Officials from the Special Branch Police looked for a college student in Bangkok. Reportedly the visit stems from his sharing of a post from Pavin Chachavalpongpun’s Facebook account. Although the officers failed to meet him directly, they resorted to meeting his family, forcing them to sign a MOU and calling their child to delete the post and deactivate his Facebook.
Authorities’ “unlawful” operations in relation to any online comments on the monarchy are likely to escalate. Reports to TLHR indicate that authorities who carried out visits claimed there were more individuals subject to surveillance. Some people reported seeing photos of others in authorities’ surveillance list in their province during the visit. TLHR expects a higher number of individuals harassed by authorities.
Event at Walailak University (Photo from Prachatai)
#StopHarassingPeople amidst intensifying harassment
This article only presents a part of the human rights situation in the past three months. Harassment by authorities also come in different patterns varying in each demonstration: blocking or fencing off a planned protest site which limits the scope of the event, surveillance through CCTV cameras and video recording, photographing participants, or photographing license plates of participants’ vehicles. (See also demonstration observation records by Mob Data Thailand)

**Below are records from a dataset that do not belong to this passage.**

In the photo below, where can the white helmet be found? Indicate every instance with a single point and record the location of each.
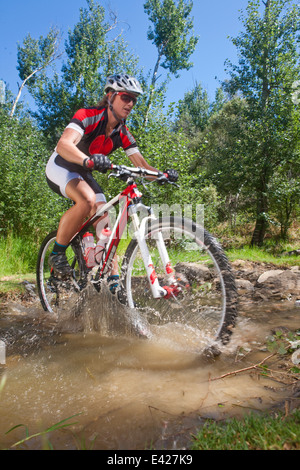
(123, 82)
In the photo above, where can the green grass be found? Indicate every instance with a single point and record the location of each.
(17, 255)
(253, 432)
(262, 255)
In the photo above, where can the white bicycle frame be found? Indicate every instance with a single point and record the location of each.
(132, 206)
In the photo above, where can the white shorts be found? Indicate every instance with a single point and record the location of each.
(60, 172)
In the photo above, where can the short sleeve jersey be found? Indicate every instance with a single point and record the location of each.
(91, 124)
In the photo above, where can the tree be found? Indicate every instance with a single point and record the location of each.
(34, 56)
(91, 55)
(195, 109)
(172, 34)
(268, 66)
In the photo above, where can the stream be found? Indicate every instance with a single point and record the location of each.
(127, 392)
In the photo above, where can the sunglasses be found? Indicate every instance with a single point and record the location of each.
(127, 98)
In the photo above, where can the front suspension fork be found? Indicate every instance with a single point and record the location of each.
(157, 290)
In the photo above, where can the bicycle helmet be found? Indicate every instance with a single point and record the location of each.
(123, 82)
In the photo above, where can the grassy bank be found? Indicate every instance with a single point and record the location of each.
(254, 432)
(18, 260)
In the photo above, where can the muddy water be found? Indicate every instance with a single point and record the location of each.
(129, 393)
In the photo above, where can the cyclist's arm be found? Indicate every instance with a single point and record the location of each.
(67, 149)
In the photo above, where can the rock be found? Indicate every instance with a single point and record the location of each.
(280, 284)
(272, 273)
(244, 286)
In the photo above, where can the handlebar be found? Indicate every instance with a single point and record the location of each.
(125, 172)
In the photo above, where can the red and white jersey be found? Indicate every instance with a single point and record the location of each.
(91, 124)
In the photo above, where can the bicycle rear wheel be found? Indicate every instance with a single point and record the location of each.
(57, 294)
(205, 309)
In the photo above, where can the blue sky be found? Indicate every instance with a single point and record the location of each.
(214, 21)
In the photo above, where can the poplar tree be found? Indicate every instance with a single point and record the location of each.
(172, 34)
(268, 65)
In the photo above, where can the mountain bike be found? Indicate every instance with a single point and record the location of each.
(172, 271)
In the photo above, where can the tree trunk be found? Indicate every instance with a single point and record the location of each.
(261, 223)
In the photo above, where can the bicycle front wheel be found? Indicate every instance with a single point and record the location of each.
(205, 308)
(57, 295)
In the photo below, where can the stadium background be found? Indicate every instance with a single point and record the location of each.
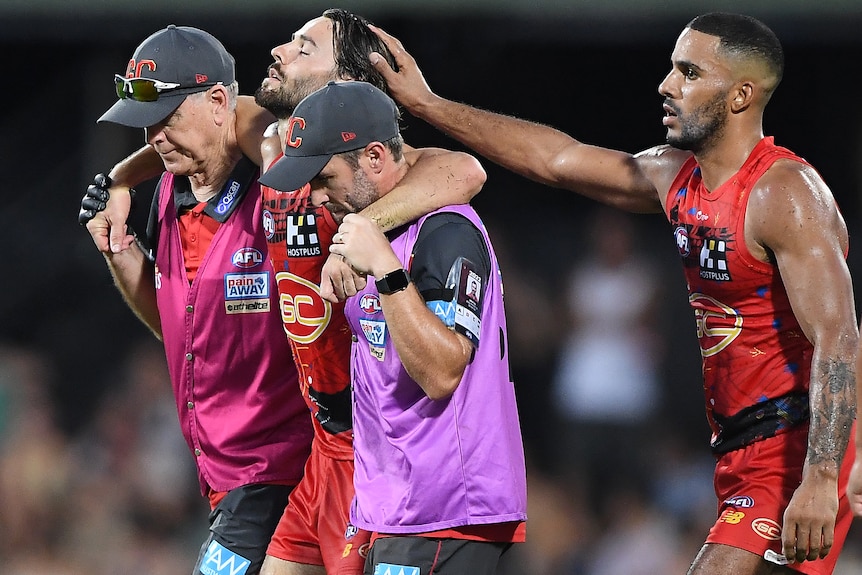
(590, 69)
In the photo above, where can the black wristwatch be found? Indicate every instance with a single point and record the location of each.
(393, 282)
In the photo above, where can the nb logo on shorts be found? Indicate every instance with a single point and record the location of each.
(731, 516)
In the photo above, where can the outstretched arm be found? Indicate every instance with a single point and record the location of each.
(792, 215)
(532, 150)
(437, 178)
(854, 488)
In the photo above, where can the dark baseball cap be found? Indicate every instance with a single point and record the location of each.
(186, 59)
(340, 117)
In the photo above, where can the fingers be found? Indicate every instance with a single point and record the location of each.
(800, 544)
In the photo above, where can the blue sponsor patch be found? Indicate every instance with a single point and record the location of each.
(219, 560)
(246, 286)
(445, 310)
(228, 196)
(374, 331)
(389, 569)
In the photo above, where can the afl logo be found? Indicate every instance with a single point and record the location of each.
(370, 304)
(246, 258)
(767, 528)
(683, 244)
(268, 224)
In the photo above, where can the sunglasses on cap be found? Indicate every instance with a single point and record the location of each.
(141, 89)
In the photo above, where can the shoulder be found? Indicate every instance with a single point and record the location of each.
(791, 202)
(661, 165)
(788, 183)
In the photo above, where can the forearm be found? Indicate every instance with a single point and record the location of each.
(251, 123)
(139, 166)
(524, 147)
(437, 178)
(133, 276)
(833, 408)
(433, 355)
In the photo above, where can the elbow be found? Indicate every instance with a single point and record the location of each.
(441, 388)
(474, 177)
(439, 384)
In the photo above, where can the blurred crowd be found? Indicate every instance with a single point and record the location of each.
(607, 370)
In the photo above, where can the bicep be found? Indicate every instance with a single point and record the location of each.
(794, 218)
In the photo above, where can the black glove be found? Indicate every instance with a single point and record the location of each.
(96, 198)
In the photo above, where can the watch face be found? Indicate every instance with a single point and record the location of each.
(393, 282)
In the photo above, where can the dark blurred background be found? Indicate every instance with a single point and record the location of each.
(88, 439)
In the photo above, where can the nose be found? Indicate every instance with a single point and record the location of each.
(282, 53)
(665, 86)
(154, 134)
(318, 196)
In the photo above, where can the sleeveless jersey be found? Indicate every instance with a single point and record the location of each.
(756, 359)
(423, 464)
(234, 382)
(299, 235)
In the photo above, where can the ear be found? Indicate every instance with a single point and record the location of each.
(742, 97)
(218, 98)
(376, 156)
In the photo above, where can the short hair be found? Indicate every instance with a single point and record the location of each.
(744, 36)
(352, 41)
(395, 145)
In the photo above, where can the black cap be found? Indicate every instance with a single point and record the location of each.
(182, 55)
(340, 117)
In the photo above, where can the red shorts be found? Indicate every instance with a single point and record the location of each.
(315, 527)
(754, 486)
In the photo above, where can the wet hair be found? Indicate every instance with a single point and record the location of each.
(352, 41)
(395, 145)
(744, 36)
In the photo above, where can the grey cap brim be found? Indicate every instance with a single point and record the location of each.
(292, 172)
(134, 114)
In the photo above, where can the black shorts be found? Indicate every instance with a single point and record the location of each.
(241, 526)
(413, 555)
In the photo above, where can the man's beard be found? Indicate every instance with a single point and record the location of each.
(282, 102)
(702, 126)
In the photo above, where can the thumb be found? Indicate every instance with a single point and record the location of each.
(380, 64)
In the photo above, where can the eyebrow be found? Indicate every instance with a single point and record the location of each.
(305, 38)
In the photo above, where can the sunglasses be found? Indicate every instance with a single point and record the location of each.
(141, 89)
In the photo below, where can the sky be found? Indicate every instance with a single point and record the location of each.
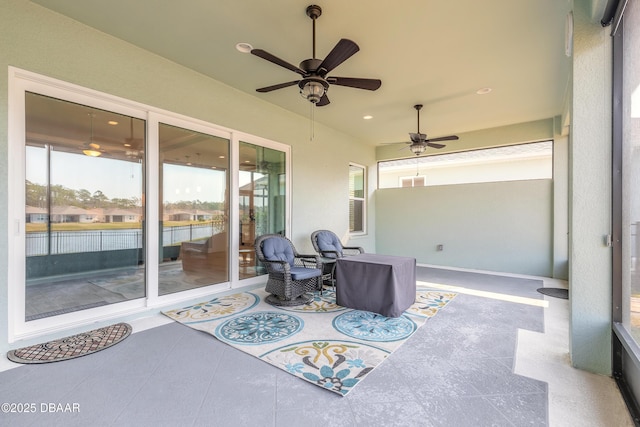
(121, 179)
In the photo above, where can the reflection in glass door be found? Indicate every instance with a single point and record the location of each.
(194, 209)
(262, 180)
(631, 168)
(84, 207)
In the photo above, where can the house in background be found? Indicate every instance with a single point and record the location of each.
(558, 227)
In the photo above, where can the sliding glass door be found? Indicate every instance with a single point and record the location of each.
(194, 209)
(117, 208)
(84, 207)
(262, 200)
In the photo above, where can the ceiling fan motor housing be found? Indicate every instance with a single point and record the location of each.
(313, 88)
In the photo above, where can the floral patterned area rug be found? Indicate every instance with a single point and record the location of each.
(328, 345)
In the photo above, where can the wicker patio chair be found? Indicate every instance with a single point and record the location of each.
(327, 244)
(292, 276)
(330, 248)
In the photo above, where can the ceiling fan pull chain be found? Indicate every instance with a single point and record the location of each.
(312, 121)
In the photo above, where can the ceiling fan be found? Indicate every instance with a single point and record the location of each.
(419, 141)
(315, 82)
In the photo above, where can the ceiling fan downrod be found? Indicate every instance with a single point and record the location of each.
(418, 107)
(314, 13)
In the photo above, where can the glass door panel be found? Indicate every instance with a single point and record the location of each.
(194, 209)
(84, 207)
(262, 200)
(631, 169)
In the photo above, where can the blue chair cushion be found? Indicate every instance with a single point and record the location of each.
(302, 273)
(327, 241)
(277, 249)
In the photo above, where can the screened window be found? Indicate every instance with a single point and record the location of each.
(357, 203)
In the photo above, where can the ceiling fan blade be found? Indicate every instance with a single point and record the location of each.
(367, 84)
(278, 86)
(342, 51)
(443, 138)
(323, 101)
(272, 58)
(429, 144)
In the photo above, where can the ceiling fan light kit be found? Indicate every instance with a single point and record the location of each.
(313, 89)
(315, 82)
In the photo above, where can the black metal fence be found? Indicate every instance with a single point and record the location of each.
(67, 242)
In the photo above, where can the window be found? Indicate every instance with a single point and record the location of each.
(357, 201)
(509, 163)
(626, 204)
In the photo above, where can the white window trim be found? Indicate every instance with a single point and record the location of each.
(21, 81)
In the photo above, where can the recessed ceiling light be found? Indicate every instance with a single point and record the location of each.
(244, 47)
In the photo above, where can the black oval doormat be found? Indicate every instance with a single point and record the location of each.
(555, 292)
(73, 346)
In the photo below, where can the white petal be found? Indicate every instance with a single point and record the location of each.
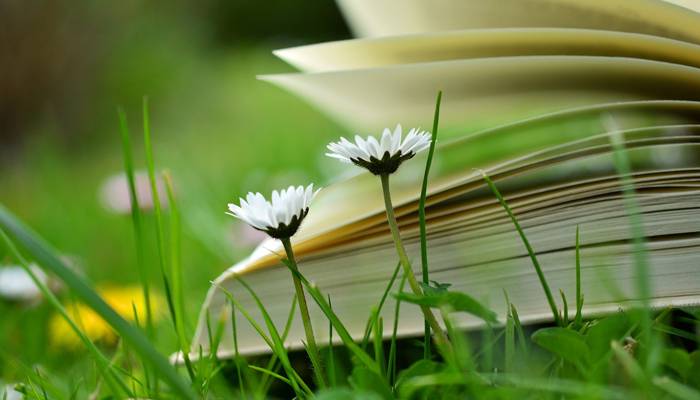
(373, 147)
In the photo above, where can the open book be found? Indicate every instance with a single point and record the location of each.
(524, 95)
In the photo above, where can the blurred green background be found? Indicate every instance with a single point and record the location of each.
(65, 67)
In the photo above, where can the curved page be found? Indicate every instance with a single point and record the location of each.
(373, 18)
(485, 92)
(486, 43)
(557, 198)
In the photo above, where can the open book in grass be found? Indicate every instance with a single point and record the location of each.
(523, 102)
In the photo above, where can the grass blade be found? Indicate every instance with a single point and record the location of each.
(421, 216)
(137, 219)
(510, 336)
(45, 255)
(277, 341)
(270, 373)
(339, 327)
(519, 328)
(566, 308)
(391, 369)
(579, 297)
(381, 304)
(536, 263)
(103, 364)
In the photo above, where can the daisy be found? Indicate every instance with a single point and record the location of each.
(280, 218)
(381, 156)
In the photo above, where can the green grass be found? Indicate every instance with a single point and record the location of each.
(650, 355)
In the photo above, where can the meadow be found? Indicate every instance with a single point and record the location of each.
(218, 133)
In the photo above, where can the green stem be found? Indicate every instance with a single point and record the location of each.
(531, 252)
(306, 319)
(412, 281)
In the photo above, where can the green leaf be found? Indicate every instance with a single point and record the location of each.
(436, 290)
(347, 394)
(458, 301)
(694, 369)
(422, 368)
(676, 389)
(45, 255)
(615, 327)
(569, 345)
(368, 380)
(421, 218)
(677, 360)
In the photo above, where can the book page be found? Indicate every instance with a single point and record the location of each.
(485, 92)
(486, 43)
(373, 18)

Amidst the students’ political awakening, teachers and staffs in educational institutions have taken a key role in intervention, suppression, or even harassment against students who expressed their opinions on political issues. Access to information and documentation of human rights violations in schools has proven limited, more so than that of colleges and for non-student individuals. (See also in Thai Lawyers for Human Rights report)
The situation of harassment by authorities in the past three months has been opposite of the three initial demands listed during Free Youth’s protest. Not only the call to “stop harassing people” not responded to, the harassment has also intensified to a wider extent. All forms of harassment have further been normalized and become “regular” and “familiar” throughout Thailand with no signs of stopping.